Joburg style: a guide for Easter visitors

Joburg : Despite. A guide for visitors at Easter, and other times.


For Joburgers of a certain age, Easter is associated with men in hats. When the Rand Easter Show was on at the Agricultural Showgrounds, where Wits West Campus is now, out-of-town visitors could be seen driving carefully along the freeway, always wearing hats.


I thought of those anxious drivers of long ago when I saw a hand lettered sign at Wits, admonishing us to  Qaphela Ungasabi; Be Careful but Never Scared. I am sure the sign went up for other purposes than to provide guidelines for living well in the big city, but hey, you must take your wisdom where you find it. The advice is good for nervous visitors and citizens alike.


For starters, it’s helpful in traffic.  Of course you must be careful driving in Joburg. You have  to check your rear-view mirror before stopping at a red light, and look right and left before proceeding on the green light. But you can’t be scared –  you have to  take the gap. Willingness to make a space, combined with zero tolerance for shilly-shallying, characterises Joburg drivers. Entering the stream of traffic or crossing it, a gap will open up for you. But if you don’t take that gap you are toast. Somehow the next 100 cars know that you were offered a gap and fudged it. It doesn’t matter whether you missed the gap because you were texting, terrified, or too polite; the opportunity won’t come again.
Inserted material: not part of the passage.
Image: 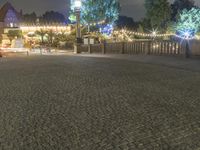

Giving the gap also matters. Do it with style: smile at the taxi-driver and let him in –  he’s going to push through anyway. If you magnanimously wave him along you’ll get a big smile and the illusion of control.


Mind the gap, spot the style. Safety warnings will tell you to be alert at all times and aware of your surroundings. Turn this to good use, and look out for Joburg style. Spot the black and white Volkswagen beetle stretch limo that drives around Melville and often parks at Wits. Note that  the fold-down  top is made of black garbage bags. Garbage bag bling: that’s one of Joburg’s styles.  Of course we have the real bling as well. The blingest of bling: vulgar, competitive, deeply rooted in the corrugated iron call girl gold nugget days.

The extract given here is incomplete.